It was a mixed sack of potato news, what happened last year to seed potato farmers in southwestern Montana's Gallatin Valley. Due to COVID restrictions on travel and eating out, people ate fewer French fries and potato farms reduced the amount of potatoes planted for processing. Across the state lost $2.2 million last year, according to Montana State University's Nina Zidack., director of the university's potato lab.

On the other hand, soil tests for the dreaded potato virus Y (PVY) as low (always good news), and both 2019 and 2020 yielded great crops. 

So how are Gallatin Valley potatoes doing now?  

"The markets haven't quite stabilized, but overall, the industry it looking good," Zidack continued. "There's still some market uncertainty after COVID, but the demand in the U.S. is excellent for both fresh and processed potatoes. "There is just still some uncertainty, after COVID," she said.

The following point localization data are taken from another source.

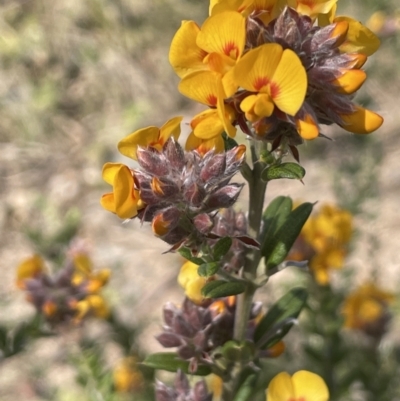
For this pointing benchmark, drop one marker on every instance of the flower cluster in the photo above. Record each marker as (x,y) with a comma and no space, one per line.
(323,241)
(70,294)
(303,385)
(278,69)
(366,309)
(197,331)
(177,191)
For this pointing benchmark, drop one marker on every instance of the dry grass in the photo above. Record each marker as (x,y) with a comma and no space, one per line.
(75,77)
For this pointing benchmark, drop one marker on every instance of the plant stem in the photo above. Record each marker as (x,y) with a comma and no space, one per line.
(257,190)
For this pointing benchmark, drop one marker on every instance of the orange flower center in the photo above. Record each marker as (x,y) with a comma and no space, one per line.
(212,100)
(231,50)
(261,82)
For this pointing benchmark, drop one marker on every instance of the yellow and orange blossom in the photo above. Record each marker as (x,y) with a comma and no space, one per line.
(366,306)
(150,137)
(124,201)
(302,386)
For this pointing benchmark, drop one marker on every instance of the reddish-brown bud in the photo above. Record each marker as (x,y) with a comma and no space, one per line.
(203,223)
(224,197)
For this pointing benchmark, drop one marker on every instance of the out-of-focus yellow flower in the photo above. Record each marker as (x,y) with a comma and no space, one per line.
(216,46)
(302,386)
(29,268)
(150,136)
(366,308)
(94,305)
(328,234)
(384,25)
(312,8)
(214,384)
(191,282)
(127,377)
(125,200)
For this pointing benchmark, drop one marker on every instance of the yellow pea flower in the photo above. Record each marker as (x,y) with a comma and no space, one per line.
(124,200)
(302,386)
(189,279)
(277,77)
(204,145)
(206,87)
(312,8)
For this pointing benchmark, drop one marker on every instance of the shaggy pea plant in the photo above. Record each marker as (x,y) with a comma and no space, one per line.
(271,74)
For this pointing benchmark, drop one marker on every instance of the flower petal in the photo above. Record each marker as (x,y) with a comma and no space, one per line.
(309,386)
(184,54)
(223,33)
(142,137)
(207,125)
(359,38)
(109,172)
(307,127)
(290,79)
(362,121)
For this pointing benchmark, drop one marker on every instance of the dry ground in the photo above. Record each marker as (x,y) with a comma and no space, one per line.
(77,76)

Last year, Gallatin Valley farmers planted exactly 4,267 acres in potatoes. Statewide, farmers planted an extra 450 acres more than the year before, Zidack said.

A century ago, this valley's geographic isolation (surrounded by mountains) was one factor that gave it its reputation for potatoes. That isolation meant it took a while for Potato Virus Y to eventually infect the local spud market.

The virus' presence came over time, and probably increased in the 1980s and 1990s, Zidack said, when locals started raising more varieties that were more susceptible to PVY. It makes the potatoes smaller, affecting the yield. It readily spreads to other fields and is never really eliminated.

Here's how it works: The virus resides in the potato; the potato grows into a plant; an aphid feeds on the leaves and spreads the virus.  

"The weird thing is that it doesn't live for a long time on the aphid mouth parts; they just spread it around," Zidack explained.

Every year, the Valley's Dutch triangle of Manhattan, Churchill and Amsterdam grows some 45 percent of Montana's total potato crop, with the state producing almost 400 million pounds last year. About 150 million pounds of spuds are local.

Much of the local market comprises farmers who sell certified disease-free seed stock to other producers here and out of state.

Local producer Kimm Brothers Farming has a novel solution to virus-infected local soil problems: It is growing the certified disease-free seed stock obtained from MSU, and planting the first year of certified seed stock on six acres of disease-free land in Bridger, then bringing it back to the Gallatin Valley. 

That Bridger acreage has had no history of commercial potato industry, which means there is little virus spread, Zidack said.